Les deux actionnaires reviennent aussi sur le chiffre d’affaires de 2019, la valorisation de l’entreprise en nous précisant que les documents ont été oubliés... "Je n'ai pas là les factures mais je pourrais vous les montrer, argue Sylvain Bertrand. Il y a des factures qui correspondent à ce qui a été fait. Et personne ne va payer une facture si on n’a pas fait le job derrière". Concernant la valorisation, il reprend : "je ne réussirai pas à vous faire changer d’avis car vous pensez que la valorisation est posée sur du sable. Et quand vous faites un article avec une porte et du sable (illustration de la première partie de l’enquête), ça dézingue la société. C’est évidemment négatif et nous, on rame derrière", assène-t-il.
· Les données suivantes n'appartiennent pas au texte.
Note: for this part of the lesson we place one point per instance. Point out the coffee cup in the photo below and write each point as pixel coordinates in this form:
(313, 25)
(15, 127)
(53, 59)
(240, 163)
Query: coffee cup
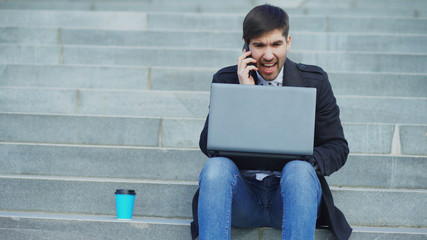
(125, 200)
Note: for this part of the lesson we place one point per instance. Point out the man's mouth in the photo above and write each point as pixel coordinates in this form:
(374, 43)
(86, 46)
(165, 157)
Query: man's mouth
(268, 67)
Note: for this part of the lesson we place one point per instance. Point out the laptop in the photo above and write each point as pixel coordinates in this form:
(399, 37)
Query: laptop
(261, 127)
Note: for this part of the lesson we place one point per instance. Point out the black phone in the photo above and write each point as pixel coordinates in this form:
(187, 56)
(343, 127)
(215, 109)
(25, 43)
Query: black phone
(246, 47)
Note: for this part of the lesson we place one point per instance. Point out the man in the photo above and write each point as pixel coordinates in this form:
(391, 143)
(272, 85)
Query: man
(298, 198)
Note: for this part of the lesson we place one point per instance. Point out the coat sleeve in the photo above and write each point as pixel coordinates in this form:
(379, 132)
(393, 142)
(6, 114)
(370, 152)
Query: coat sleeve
(330, 146)
(225, 75)
(204, 138)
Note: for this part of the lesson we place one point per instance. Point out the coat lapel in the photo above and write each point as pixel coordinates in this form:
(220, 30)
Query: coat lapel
(292, 75)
Quant à l’utilisation de la presse au profit de l’entreprise, évitant toutes questions qui dérangent, les deux actionnaires ne s’en défendent pas. "Au départ, il y a eu des consignes de dire "on ne parle pas", explique Sylvain Bertrand. Maintenant, j’ai pris l’initiative de venir vous voir en disant : il faut que l’on éclaircisse les choses et que l’on vous fasse part de notre souhait de développer cette société sans regarder le passé.  Il y a eu de la communication. Il y a eu l’utilisation des médias. Nous, on arrive dans un contexte où on remet tout en ordre et on prépare l’avenir. Maintenant, l’objectif est de regarder droit devant. L’agence Havas (avec qui InnovHealth avait signé un contrat pour sa communication en novembre 2020) n’a pas fait son travail. C’est pour cela que nous ne travaillons plus avec eux. Havas avait dit "on ne communique pas avec Isabelle Forboteaux, avec France3". C’était une vraie erreur".

Enfin, comment ne pas terminer cette enquête sur son personnage central, Adnan El Bakri. "Né au nord du Liban dans un petit village à côté de Tripoli, au sein d’une famille modeste et arrivé en France à l’âge de 17 ans, sans argent, avec seulement une valise et des ambitions, Adnan El Bakri est naturalisé français au mérite par le Président de la République François Hollande". Sur son site, il explique ainsi son parcours. "La France m'a accueilli et m'a donné une chance et en partant de rien je me suis créé les moyens. Mon entreprise est valorisée à ce jour 30 millions d'euros, je suis fier de ce que j'ai fait. J’ai envie de laisser une trace dans ce monde"

La belle histoire deviendra-t-elle réalité ? Cette entreprise qu'Adnan El Bakri porte si haut sera-t-elle un jour, non pas sous les feux des projecteurs médiatiques, mais bien en haut de l'économie mondiale comme il l'espère ?

Beaucoup de choses restent encore à écrire.